Harry era stato arrestato alle tre del mattino. L’ufficiale tedesco era arrivato con la sua squadra di dodici soldati. Il giovanissimo agente di polizia metropolitana proveniente da qualche divisione periferica non aveva mai sentito parlare di lui. «Non aveva mai sentito parlare neanche di Scotland Yard, secondo me» sottolineò Joan Woods con asprezza.
«Harry non ha mostrato loro il distintivo?».
«L’ufficiale tedesco lo ha guardato, ha ringraziato sentitamente e se l’è messo in tasca. Era abbastanza gentile, l’ufficiale... ha detto che gli dispiaceva. Ma praticamente non parlava inglese e lei sa bene che il tedesco di Harry è un disastro, signor Archer. Se ci fosse stato lei, le cose sarebbero andate in tutt’altro modo. Lei sa come trattarli, Harry lo dice sempre».
«Avresti dovuto telefonare allo Yard, Joan».
«I telefoni pubblici erano piantonati dai soldati. Permettevano solo di fare chiamate ufficiali. Ho visto la vicina della porta accanto tornare a casa dopo aver fatto un tentativo».

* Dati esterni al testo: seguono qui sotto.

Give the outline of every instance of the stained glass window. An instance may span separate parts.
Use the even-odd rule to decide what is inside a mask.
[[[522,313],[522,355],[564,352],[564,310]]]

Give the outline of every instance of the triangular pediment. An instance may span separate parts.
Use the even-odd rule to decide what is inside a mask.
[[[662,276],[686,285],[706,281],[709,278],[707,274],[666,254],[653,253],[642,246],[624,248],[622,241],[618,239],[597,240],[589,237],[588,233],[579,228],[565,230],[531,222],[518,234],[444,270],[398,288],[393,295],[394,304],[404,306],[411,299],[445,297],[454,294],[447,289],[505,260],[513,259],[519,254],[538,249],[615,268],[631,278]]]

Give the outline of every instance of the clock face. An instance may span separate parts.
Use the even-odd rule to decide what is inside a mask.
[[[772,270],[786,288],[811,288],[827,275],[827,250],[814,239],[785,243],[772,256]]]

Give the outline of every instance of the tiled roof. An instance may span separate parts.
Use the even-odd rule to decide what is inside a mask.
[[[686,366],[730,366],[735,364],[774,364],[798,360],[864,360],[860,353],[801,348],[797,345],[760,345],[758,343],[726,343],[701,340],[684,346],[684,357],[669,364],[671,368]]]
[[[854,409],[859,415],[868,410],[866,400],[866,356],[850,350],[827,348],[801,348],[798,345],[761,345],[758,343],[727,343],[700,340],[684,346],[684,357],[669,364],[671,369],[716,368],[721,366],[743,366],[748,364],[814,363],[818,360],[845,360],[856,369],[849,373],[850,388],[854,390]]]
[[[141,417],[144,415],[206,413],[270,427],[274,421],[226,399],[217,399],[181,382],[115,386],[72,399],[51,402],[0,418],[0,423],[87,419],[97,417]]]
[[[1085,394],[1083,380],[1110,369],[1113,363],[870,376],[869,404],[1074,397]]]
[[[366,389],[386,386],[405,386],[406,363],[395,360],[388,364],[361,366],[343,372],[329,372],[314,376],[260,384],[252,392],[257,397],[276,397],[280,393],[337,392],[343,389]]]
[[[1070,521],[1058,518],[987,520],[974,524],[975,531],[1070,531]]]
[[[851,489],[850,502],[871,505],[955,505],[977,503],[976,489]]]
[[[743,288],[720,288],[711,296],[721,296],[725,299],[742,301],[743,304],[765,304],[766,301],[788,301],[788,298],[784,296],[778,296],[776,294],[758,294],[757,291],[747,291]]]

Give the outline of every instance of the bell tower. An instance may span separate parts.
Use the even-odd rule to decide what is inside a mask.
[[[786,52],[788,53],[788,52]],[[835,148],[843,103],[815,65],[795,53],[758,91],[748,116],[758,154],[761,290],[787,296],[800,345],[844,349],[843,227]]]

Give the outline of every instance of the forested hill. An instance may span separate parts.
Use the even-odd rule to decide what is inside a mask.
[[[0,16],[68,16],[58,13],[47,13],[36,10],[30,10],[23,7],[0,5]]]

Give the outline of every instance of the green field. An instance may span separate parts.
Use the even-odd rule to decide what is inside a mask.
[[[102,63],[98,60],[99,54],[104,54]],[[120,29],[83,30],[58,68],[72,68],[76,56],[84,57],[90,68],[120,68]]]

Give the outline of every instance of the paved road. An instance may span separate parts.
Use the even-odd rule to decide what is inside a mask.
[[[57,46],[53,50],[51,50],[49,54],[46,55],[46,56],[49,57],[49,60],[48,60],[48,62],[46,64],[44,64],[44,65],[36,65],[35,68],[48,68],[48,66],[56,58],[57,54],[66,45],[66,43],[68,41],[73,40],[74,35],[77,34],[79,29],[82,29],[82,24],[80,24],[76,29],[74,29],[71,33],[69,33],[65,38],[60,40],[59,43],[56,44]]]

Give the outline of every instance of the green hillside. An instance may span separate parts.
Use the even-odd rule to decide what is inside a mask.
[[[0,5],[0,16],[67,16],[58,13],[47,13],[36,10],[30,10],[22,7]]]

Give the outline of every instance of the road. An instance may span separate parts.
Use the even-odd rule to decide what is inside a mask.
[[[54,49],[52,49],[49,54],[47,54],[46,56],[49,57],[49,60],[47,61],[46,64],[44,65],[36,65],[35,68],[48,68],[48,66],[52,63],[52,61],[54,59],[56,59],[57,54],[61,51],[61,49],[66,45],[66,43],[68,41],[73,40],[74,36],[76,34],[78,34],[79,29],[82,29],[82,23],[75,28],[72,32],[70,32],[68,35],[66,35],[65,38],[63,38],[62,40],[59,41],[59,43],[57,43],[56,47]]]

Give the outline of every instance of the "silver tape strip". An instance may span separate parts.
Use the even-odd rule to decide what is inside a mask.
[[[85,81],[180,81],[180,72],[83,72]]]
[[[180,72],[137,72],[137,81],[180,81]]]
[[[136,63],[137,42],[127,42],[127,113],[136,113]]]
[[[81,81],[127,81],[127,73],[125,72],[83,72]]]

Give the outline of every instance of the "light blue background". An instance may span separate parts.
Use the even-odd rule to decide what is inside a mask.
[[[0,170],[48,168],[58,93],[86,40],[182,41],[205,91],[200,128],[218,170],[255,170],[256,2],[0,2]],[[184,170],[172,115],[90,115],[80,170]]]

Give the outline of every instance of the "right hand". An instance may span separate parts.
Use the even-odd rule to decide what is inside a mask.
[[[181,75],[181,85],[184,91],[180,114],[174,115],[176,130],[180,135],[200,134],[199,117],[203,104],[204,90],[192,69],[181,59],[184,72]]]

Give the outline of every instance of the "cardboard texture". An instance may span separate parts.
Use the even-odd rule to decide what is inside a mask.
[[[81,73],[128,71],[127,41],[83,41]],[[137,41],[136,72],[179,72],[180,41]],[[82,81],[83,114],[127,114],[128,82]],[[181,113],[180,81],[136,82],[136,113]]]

«Sì, immagino che i telefoni pubblici servano per mantenere i contatti tra le squadre di rastrellamento».
«Sono andata alla stazione di polizia e ho aspettato per ore. Alla fine, sono riuscita a trovare il sergente – un vecchio amico di Harry, io conosco la moglie – che mi ha detto di tornare a casa a dormire un po’. Ha detto che c’era stato un errore e che Harry probabilmente era già lì». Fece spallucce. «Ma non era mica vero».
«I tedeschi ne stanno trattenendo tanti, tantissimi, per interrogarli sull’esplosione a Highgate. Potremmo impiegare un paio di giorni per rintracciare Harry e forse un terzo per preparare i documenti per il rilascio. Sarà un vero caos, Joan».
«Lei è stato sempre buono con noi, signor Archer». In realtà, Douglas faticava ad andare d’accordo con Joan Woods. Lei mal sopportava il suo accento e i suoi modi borghesi, e il fatto che gli studi universitari lo avessero automaticamente elevato al rango di ispettore di sottodivisione, mentre Harry era rimasto un sergente per tutta la vita.
«Siamo una squadra, lui e io».
«Harry ha pianto quando ha scoperto che lei aveva salvato il fratello dalla deportazione. Non avevamo capito che fosse stato lei a darsi da fare. Harry adora Sid. Ha pianto. Che io possa morire se non è vero: ha pianto».
«Grazie anche al chirurgo della polizia, Joan. Ha scritto una lunga lettera in cui spiegava che Sid era troppo malato per poter lavorare come si deve». Douglas si alzò. «Comunque, mi metto subito a caccia di Harry. E non ti preoccupare se non sarà a casa stasera. Ci vorrà del tempo».
«Harry è un brav’uomo, signor Archer».
«Lo so bene, Joan».
Fuori dalla finestra del seminterrato, si vedevano solo i gradini di pietra imbiancati che salivano al livello della strada, ognuno con una pianta in vaso appassita dal freddo. Si levò una folata di vento e alcuni rifiuti rotolarono sui gradini, scrosciando come l’acqua. «Fa un freddo del diavolo» disse Joan Woods, soffiandosi il naso.
Peggio per tutti quei poveretti tenuti prigionieri all’aperto, pensò Douglas. «Non abbatterti, Joan».
Lei gli fece un accenno di sorriso. Tra loro non esisteva una vera comunicazione. Non avevano nulla in comune, tranne Harry.